Another bank customer described the move by Government as unpatriotic and injurious to businesses since Government had failed to widen the tax net to include more businesses to increase its revenue base.
Daniel K. Mensah, Executive Secretary of Ghana Association of Bankers, also noted: ‘It’s going to make the cost of people getting financial services more expensive. Already, microfinance institutions are milking their customers and with such a situation, the tendency that people will relocate to them is high. Initially, the tax was meant to affect all services offered by banks.
However, the Ministry of Finance, Bank of Ghana http://topics.bloomberg.com/bank-of-ghana/ (BoG) and the Ghana Revenue Authority (GRA) met banks operating in the country and identified the type of services that would attract VAT.
It would be recalled that Finance Minister Seth Terkper increased the VAT on goods and services to 15 percent last year from 12.5 percent to boost revenue.
This was after declining gold and cocoa prices and rising government wages led Government to miss its budget deficit target.
He compellingly advanced arguments to support the need to extend the tax net to include many businesses that were making huge profits but operated outside the tax net when he presented the 2014 Budget statement to Parliament last November.

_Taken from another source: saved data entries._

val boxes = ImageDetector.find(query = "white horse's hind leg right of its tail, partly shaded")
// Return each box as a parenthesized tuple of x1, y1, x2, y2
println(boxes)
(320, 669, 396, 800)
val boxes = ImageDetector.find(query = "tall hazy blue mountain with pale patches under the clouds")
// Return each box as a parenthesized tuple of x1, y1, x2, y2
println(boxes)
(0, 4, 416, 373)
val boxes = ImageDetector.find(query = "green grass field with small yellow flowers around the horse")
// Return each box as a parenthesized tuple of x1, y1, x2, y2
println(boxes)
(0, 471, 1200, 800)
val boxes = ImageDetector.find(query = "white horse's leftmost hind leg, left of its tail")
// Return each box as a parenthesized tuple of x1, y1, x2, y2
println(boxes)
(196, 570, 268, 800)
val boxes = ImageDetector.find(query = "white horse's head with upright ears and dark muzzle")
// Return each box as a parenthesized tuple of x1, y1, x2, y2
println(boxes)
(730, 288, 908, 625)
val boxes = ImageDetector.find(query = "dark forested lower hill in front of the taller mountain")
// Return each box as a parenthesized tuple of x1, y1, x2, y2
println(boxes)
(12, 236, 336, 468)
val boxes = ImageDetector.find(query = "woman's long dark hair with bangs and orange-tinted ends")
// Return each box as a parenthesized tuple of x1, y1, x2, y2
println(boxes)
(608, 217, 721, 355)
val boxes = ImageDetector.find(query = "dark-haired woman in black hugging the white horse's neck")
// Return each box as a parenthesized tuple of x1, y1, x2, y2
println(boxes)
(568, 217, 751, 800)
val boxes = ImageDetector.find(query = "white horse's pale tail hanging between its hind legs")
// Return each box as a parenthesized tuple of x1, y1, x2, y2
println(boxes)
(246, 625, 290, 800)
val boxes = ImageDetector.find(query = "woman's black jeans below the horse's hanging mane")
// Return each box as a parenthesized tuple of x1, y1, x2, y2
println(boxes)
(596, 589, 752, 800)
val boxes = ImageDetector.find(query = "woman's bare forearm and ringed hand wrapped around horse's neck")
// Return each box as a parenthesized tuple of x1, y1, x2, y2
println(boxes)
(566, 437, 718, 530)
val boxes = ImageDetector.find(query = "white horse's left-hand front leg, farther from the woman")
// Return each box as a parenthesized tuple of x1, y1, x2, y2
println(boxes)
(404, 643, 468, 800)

By the foregoing, companies that manufacture or supply pharmaceutical products other than at the retail stage are to pay VAT.

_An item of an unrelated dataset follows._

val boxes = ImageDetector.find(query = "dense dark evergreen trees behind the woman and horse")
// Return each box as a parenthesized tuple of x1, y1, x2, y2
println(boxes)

Also, gymnasiums and spas, as well as domestic airlines and companies that deal in haulage have also been roped into the tax net.
But the Ministry of Finance, in a press release issued yesterday, stated: ‘We wish to state categorically that salaries, savings, deposits, loans and payment with cheques are all exempt from VAT. The new VAT Act, Act 870 only affects fees that are charged on non-core financial services such as data processing, legal, accounting, actuarial, notary and consulting services.

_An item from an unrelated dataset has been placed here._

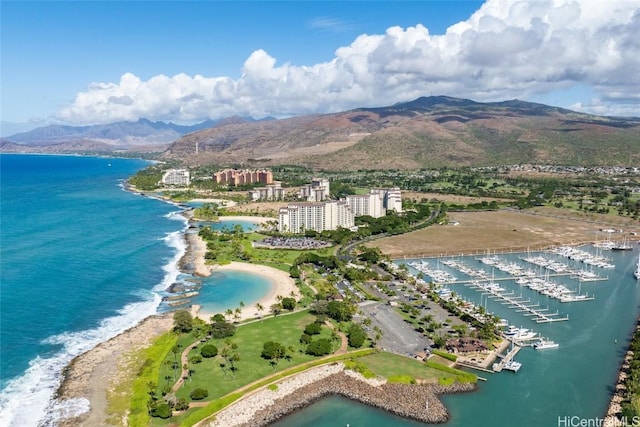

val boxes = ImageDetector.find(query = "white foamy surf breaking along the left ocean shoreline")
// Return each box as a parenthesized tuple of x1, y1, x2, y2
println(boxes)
(0, 215, 187, 427)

‘We also wish to state that this is not a new law, it has been in place since 1998. Banks were charging fees on services they were rendering. Banks are also already paying the VAT on inputs used to render these services.
‘Act 870 requires banks to register for VAT and they can offset the VAT against the VAT they charge. Therefore, the impact of the VAT is not the full 17.5 per cent as being speculated. VAT registered businesses/persons can also offset the VAT (input VAT) they pay to the banks against their VAT (output VAT).
‘The general public is also informed that this enforcement of the tax obligation should have started from January 2 nd 2014, but the banks were allowed till May to enable them to fully prepare to implement the new policy.’